We've introduced Edge Markdown, a new package that lets you render Markdown content directly inside your Edge templates.
Built on top of the MDC (Markdown Components) format, Edge Markdown allows you to use Edge components within Markdown files, enabling a seamless mix of content and dynamic UI elements. It's ideal for documentation sites, blogs, and content-heavy applications that need the power of templating within Markdown.
You can learn more and see usage examples in the official documentation .
The router.makeUrl and router.makeSignedUrl have been deprecated in favor of the new type-safe
URL builder
. Also, the route helper inside Edge templates is deprecated in favor of the urlFor helper.
We've introduced a new type-safe URL builder to replace the deprecated router.makeUrl and router.makeSignedUrl methods.
The new URL builder eliminates the need to hardcode URLs across your app and ensures that all generated links stay in sync with your route definitions. By leveraging route names and TypeScript's type system, it catches broken or invalid links at compile time — before they reach production.
This addition makes URL generation safer, cleaner, and more maintainable across both APIs and Inertia applications.
You can learn more about the new URL builder in the documentation .
We've added support for auto-generated barrel files to help you organize your imports and keep your codebase tidy.
Barrel files are now automatically created for controllers, events, and listeners, allowing you to import them from a single, centralized location. In addition, you can define custom barrel files for your own entities using assembler hooks — giving you full control over how imports are structured across your project.
You can learn more about configuring and extending barrel files in the documentation .
The new type-safe URL builder and RPC client work only with named routes. This means that if a route doesn't have a name, you won’t be able to generate a URL for it.
Naming routes has always been a good practice, but we know it can be tedious to enforce and easy to forget. To simplify things, AdonisJS now automatically generates route names based on the controller and method handling the request.
In the rare case where two routes use the same controller method, an error will be displayed. When that happens, you'll need to explicitly assign a name to at least one of those routes.
The
status pages
rendered by the global exception handler are no longer considered during API requests with Accept header asking for a JSON response. This was more of a bug fix that leads to a breaking change.
Validation errors have always been available under the inputErrors key.

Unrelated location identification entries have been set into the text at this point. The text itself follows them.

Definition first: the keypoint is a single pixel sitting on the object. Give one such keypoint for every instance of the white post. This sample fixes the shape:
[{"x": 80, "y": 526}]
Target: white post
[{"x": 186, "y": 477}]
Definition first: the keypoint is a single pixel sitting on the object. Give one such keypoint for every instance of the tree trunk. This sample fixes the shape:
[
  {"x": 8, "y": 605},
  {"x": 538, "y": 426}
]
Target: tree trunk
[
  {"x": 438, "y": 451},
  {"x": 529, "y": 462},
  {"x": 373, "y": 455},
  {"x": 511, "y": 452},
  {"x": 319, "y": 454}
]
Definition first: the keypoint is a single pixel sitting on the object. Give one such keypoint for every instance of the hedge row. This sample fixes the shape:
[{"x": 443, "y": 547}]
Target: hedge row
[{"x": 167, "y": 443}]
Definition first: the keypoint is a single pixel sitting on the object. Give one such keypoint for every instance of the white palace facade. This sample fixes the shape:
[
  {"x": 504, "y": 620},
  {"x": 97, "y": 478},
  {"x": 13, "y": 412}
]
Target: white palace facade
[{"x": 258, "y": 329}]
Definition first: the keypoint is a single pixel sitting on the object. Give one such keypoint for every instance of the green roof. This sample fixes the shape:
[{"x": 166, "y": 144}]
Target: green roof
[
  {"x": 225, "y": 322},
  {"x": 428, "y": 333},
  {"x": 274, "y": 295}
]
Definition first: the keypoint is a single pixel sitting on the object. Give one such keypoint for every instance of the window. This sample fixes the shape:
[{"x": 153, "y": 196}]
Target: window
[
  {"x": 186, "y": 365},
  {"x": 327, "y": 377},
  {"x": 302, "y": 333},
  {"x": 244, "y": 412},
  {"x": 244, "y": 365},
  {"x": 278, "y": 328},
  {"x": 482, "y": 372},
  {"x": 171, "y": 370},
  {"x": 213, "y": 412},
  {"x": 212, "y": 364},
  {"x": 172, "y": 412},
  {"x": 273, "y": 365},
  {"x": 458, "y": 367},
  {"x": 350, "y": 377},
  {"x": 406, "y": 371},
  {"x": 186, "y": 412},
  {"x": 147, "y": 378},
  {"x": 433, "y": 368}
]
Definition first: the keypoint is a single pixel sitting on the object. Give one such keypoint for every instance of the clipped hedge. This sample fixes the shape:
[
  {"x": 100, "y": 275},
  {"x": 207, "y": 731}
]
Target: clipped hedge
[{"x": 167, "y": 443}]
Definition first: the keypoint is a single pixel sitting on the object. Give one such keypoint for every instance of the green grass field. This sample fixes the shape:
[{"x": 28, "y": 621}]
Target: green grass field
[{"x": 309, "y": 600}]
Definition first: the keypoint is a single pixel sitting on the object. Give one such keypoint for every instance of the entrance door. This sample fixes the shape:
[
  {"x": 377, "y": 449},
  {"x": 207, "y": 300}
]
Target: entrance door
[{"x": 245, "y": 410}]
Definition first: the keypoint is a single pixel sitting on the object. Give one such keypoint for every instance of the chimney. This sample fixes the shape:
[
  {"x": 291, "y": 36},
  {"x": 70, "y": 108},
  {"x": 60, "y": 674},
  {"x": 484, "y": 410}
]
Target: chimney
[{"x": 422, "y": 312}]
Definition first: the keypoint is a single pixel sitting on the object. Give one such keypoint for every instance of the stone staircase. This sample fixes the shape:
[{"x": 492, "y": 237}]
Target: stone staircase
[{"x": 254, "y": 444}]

To remain backwards-compatible, we previously duplicated the same messages under an additional errors key, which unnecessarily increased session payload size.
In the latest version of the @adonisjs/session package, the deprecated errors key has been removed.

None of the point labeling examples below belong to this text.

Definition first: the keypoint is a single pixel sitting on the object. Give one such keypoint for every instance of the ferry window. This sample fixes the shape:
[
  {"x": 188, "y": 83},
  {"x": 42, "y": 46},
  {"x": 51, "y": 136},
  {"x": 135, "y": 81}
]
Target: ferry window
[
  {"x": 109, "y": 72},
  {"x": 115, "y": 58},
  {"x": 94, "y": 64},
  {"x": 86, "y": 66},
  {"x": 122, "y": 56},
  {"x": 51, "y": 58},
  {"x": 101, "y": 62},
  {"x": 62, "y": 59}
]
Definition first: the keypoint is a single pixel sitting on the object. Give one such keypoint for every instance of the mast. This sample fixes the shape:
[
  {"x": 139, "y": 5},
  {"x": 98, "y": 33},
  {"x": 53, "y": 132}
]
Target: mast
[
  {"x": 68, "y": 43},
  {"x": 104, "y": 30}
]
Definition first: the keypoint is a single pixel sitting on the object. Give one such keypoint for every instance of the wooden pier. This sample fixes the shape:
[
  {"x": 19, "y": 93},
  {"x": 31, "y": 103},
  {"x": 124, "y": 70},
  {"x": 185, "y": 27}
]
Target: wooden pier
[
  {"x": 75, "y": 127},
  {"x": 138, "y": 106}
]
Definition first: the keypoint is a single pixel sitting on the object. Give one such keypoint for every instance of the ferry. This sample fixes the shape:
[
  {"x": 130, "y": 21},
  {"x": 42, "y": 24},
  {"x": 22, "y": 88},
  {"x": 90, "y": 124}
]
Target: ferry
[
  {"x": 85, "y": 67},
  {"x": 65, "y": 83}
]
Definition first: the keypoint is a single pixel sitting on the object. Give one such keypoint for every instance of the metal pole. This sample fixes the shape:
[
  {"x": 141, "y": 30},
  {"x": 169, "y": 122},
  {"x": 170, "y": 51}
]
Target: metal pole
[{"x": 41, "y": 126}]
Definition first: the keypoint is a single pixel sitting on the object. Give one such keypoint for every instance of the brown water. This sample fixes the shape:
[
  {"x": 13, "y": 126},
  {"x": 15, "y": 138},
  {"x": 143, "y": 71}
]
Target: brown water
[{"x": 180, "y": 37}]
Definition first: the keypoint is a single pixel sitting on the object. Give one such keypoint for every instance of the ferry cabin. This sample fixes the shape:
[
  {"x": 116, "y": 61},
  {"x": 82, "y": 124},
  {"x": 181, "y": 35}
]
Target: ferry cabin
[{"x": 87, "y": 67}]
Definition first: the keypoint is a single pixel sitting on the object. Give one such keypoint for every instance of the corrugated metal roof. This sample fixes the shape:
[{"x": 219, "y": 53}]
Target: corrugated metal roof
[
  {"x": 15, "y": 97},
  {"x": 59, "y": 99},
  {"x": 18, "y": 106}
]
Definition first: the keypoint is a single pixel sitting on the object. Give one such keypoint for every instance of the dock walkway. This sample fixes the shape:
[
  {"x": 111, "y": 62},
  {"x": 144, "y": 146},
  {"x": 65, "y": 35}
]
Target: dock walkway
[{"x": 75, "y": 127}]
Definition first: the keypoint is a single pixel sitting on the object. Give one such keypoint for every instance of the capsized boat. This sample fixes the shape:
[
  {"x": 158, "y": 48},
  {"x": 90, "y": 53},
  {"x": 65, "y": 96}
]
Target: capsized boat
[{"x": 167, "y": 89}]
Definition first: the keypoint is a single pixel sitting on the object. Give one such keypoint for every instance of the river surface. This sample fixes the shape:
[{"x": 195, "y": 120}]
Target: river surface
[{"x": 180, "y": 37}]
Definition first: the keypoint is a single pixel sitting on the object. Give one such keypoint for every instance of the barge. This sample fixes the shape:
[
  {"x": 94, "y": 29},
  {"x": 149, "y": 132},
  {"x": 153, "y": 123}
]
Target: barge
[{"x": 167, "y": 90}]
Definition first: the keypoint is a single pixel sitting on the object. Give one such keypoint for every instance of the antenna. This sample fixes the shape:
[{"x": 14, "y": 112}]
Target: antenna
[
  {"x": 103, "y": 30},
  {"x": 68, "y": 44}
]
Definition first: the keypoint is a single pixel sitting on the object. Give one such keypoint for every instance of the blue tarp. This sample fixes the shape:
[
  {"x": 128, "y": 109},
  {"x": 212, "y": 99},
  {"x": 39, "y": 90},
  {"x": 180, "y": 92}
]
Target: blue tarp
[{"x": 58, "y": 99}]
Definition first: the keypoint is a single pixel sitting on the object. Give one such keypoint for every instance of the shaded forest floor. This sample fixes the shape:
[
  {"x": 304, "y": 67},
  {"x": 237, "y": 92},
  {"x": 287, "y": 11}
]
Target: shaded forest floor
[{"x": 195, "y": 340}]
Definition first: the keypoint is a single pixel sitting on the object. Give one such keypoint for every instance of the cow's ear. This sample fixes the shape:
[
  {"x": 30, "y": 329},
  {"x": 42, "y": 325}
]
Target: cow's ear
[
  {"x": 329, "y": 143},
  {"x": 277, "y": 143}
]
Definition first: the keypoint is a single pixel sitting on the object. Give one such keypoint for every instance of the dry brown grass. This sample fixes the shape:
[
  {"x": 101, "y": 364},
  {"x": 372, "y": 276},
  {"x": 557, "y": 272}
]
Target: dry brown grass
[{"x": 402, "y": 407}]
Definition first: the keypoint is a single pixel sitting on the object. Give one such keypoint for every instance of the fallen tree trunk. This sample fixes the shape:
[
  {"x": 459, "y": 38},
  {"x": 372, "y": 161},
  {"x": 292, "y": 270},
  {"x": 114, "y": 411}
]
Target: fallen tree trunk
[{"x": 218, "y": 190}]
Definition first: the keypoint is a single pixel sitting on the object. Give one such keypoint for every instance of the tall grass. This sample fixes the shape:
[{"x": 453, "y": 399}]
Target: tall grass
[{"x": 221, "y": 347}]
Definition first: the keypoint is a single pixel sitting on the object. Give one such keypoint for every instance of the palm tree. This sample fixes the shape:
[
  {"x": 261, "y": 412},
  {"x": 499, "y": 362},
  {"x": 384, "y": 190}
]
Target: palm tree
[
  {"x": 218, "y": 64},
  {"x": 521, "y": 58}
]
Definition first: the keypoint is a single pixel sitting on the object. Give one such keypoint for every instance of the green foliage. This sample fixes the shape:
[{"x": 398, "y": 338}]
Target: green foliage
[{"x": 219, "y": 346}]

Assembler hooks were introduced to integrate Vite and run it within the same process as your AdonisJS application, allowing you to use hooks to bundle frontend assets when creating a production build.

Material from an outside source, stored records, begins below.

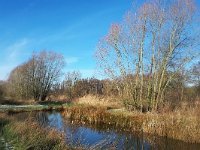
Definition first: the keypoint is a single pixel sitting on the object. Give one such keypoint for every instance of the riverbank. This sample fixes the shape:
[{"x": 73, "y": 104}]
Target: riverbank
[
  {"x": 35, "y": 107},
  {"x": 28, "y": 134},
  {"x": 181, "y": 125},
  {"x": 170, "y": 125}
]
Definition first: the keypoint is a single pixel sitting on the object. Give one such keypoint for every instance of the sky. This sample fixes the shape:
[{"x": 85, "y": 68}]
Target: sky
[{"x": 70, "y": 27}]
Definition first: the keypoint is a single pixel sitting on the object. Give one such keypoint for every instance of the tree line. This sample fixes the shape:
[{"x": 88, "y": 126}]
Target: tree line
[{"x": 146, "y": 60}]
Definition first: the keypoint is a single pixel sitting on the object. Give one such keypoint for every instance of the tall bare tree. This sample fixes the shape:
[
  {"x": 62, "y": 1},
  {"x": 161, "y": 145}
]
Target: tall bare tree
[{"x": 146, "y": 52}]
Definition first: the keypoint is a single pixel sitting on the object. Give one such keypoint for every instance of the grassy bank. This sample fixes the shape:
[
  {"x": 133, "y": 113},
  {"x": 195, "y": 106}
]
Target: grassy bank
[
  {"x": 185, "y": 127},
  {"x": 29, "y": 135},
  {"x": 35, "y": 107}
]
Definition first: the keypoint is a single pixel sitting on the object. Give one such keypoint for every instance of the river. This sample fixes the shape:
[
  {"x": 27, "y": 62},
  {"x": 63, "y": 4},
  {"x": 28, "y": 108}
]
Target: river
[{"x": 103, "y": 137}]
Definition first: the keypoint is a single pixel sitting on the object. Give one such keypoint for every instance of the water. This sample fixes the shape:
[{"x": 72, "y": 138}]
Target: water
[{"x": 102, "y": 137}]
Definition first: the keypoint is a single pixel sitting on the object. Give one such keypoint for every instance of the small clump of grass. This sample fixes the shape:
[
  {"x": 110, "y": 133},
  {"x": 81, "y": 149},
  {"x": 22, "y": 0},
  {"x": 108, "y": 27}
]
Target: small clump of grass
[{"x": 29, "y": 135}]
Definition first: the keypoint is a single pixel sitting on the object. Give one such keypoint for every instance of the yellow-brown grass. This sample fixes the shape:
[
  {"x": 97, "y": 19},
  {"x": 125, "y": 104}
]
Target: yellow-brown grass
[
  {"x": 99, "y": 101},
  {"x": 171, "y": 125}
]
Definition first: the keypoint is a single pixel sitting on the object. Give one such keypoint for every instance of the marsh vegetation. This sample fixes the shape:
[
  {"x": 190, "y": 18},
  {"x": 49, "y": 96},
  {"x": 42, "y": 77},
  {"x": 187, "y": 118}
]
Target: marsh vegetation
[{"x": 149, "y": 97}]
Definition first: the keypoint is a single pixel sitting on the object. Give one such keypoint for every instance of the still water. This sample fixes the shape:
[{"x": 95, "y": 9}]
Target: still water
[{"x": 103, "y": 137}]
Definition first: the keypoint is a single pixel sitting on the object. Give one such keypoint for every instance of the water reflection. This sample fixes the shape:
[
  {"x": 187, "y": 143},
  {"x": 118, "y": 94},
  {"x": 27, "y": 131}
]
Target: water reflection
[{"x": 103, "y": 137}]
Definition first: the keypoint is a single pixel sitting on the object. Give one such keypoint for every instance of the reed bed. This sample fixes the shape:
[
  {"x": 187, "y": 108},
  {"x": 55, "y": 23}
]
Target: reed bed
[{"x": 170, "y": 125}]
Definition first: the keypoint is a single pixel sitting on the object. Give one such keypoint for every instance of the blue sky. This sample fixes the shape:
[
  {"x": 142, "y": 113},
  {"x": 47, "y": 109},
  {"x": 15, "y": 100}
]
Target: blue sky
[{"x": 70, "y": 27}]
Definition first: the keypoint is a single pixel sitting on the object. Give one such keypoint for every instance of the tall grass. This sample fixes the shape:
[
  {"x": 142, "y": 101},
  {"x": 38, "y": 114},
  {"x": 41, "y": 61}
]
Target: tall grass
[{"x": 171, "y": 125}]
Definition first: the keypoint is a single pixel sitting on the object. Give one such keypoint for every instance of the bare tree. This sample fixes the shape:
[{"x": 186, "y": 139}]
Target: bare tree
[
  {"x": 35, "y": 78},
  {"x": 146, "y": 52}
]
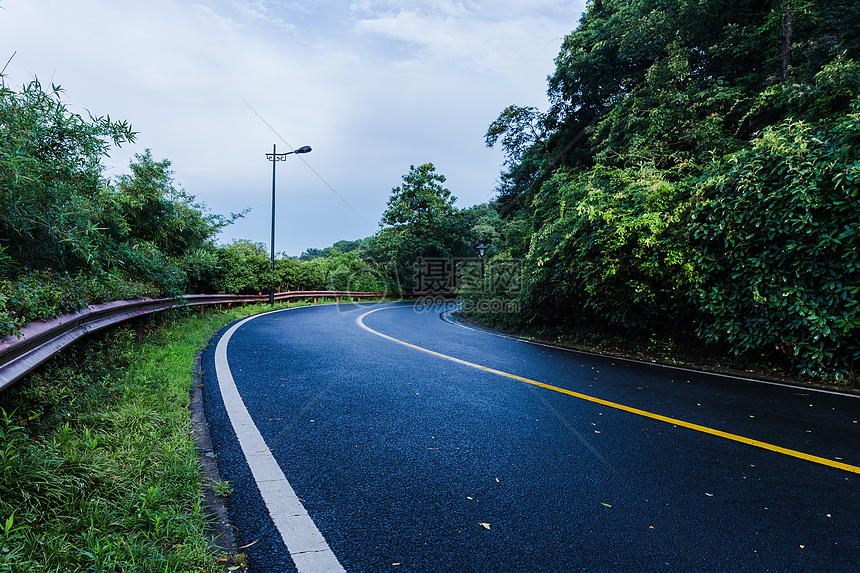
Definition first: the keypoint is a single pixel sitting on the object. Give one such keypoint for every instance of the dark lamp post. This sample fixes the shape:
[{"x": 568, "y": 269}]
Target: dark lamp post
[{"x": 274, "y": 157}]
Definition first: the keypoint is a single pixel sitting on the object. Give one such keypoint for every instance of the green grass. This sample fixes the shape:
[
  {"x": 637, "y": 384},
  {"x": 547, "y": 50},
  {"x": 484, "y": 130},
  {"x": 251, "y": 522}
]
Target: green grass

We have revamped the entire API of assembler hooks, changed their names, introduced new hooks, and also changed the arguments they receive. In most cases, these changes will not impact you until you are maintaining a package and rely on the hooks.
However, the existing applications must update the adonisrc.ts file and make the following changes.
{
hooks: {
onBuildStarting: [() => import('@adonisjs/vite/build_hook')],
buildStarting: [() => import('@adonisjs/vite/build_hook')],
}
}
The following helpers have been removed from the @adonisjs/core/helpers export.
parse-imports package directlyuuids internally, instead of pulling in an external packagenew URL()import.meta.dirnameimport.meta.filenamestringHelpers.toUnixSlashStarting from October 2025, Node.js 24 will become the LTS version. Therefore, all framework packages have been updated to work with the features that are available in Node 24.
Moving along with the platform allows us to eliminate unwanted dependencies and utilize newer APIs, ultimately improving the framework's size, performance, and reducing the surface area for supply chain attacks.
Before creating a new v7 app, ensure you are running Node.js 24 or above.